September 11th, 2014

Chad Hart, ISU Extension Grain Marketing Economist, provides a summary of the latest USDA report.

Hart_Chad-thumbThis Big Crop Got Bigger (9/11/14)

The word “record” continues to fly around agriculture as USDA released its WASDE and Crop Production reports. In August, USDA projected record corn and soybean crops. In September, USDA increased the size of those records. In both cases, crop acreage was held steady, going against some suggestions that acreage might be reduced, based on certified plantings from the Farm Service Agency. The national average corn yield was raised to 171.7 bushels per acre. USDA also raised the corn yield estimates in 24 states.  Only one state (Pennsylvania) saw a reduction in expected corn yield. These yield estimates increase projected 2014 corn production to 14.395 billion bushels, roughly 470 million bushels more last year’s record crop. The national average soybean yields increased to 46.6 bushels per acre, 1.2 bushels above last month’s estimate. Twenty state soybean yields were also increased.  Soybean production is now pegged at 3.913 billion bushels, that’s over 550 million bushels more than the previous record.

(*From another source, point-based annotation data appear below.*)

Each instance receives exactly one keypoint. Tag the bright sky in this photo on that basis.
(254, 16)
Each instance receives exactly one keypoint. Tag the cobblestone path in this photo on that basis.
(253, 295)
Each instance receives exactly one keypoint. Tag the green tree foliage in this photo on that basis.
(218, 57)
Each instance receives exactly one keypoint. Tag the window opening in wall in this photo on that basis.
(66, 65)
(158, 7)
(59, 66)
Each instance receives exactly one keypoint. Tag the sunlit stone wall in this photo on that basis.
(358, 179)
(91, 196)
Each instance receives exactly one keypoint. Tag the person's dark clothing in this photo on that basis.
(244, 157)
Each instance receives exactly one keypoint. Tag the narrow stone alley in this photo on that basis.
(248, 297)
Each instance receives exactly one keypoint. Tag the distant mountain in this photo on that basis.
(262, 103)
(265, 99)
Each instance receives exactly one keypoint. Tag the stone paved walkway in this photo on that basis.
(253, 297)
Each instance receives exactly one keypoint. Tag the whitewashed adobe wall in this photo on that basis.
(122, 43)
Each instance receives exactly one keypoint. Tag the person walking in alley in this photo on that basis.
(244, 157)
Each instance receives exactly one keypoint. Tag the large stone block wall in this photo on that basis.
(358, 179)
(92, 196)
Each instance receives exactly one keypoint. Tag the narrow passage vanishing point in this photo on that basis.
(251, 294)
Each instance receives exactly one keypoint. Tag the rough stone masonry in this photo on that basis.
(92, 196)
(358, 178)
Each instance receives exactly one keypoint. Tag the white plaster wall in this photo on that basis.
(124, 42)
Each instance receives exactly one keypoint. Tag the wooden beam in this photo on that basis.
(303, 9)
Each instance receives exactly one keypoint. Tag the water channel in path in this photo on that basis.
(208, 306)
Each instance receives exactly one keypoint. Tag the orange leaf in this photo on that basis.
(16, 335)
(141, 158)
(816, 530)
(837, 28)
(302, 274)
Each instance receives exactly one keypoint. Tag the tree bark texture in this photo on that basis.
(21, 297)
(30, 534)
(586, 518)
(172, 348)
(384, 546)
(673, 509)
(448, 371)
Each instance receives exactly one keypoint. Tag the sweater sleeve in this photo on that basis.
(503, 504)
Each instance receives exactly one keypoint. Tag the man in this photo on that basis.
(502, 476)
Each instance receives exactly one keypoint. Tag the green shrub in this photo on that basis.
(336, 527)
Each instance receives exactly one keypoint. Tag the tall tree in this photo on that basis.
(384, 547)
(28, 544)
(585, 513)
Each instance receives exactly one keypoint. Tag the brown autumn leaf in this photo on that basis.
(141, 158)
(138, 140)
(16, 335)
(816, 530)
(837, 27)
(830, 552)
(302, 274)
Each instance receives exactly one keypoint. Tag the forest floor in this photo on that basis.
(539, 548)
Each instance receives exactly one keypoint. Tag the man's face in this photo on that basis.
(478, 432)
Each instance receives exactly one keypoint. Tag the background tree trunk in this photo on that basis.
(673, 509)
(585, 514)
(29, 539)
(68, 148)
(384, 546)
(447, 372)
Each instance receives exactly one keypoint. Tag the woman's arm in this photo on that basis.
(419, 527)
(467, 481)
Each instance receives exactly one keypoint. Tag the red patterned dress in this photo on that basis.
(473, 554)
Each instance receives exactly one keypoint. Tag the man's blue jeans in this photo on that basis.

On the demand side, USDA put forward increases in feed and residual, ethanol, food, seed, and export uses for corn. The shifts brought corn demand to a record 13.605 billion bushels.  But with supplies still outracing demand, corn ending stocks are projected to exceed 2 billion bushels. With the increased ending stocks, USDA lowered the midpoint of its season-average price range by 40 cents to $3.50 per bushel. Domestic crush and export demand increased for soybeans. But the general story is the same as it is for corn, higher ending stocks and lower crop prices. The midpoint of the season-average price range fell 35 cents to $10 per bushel.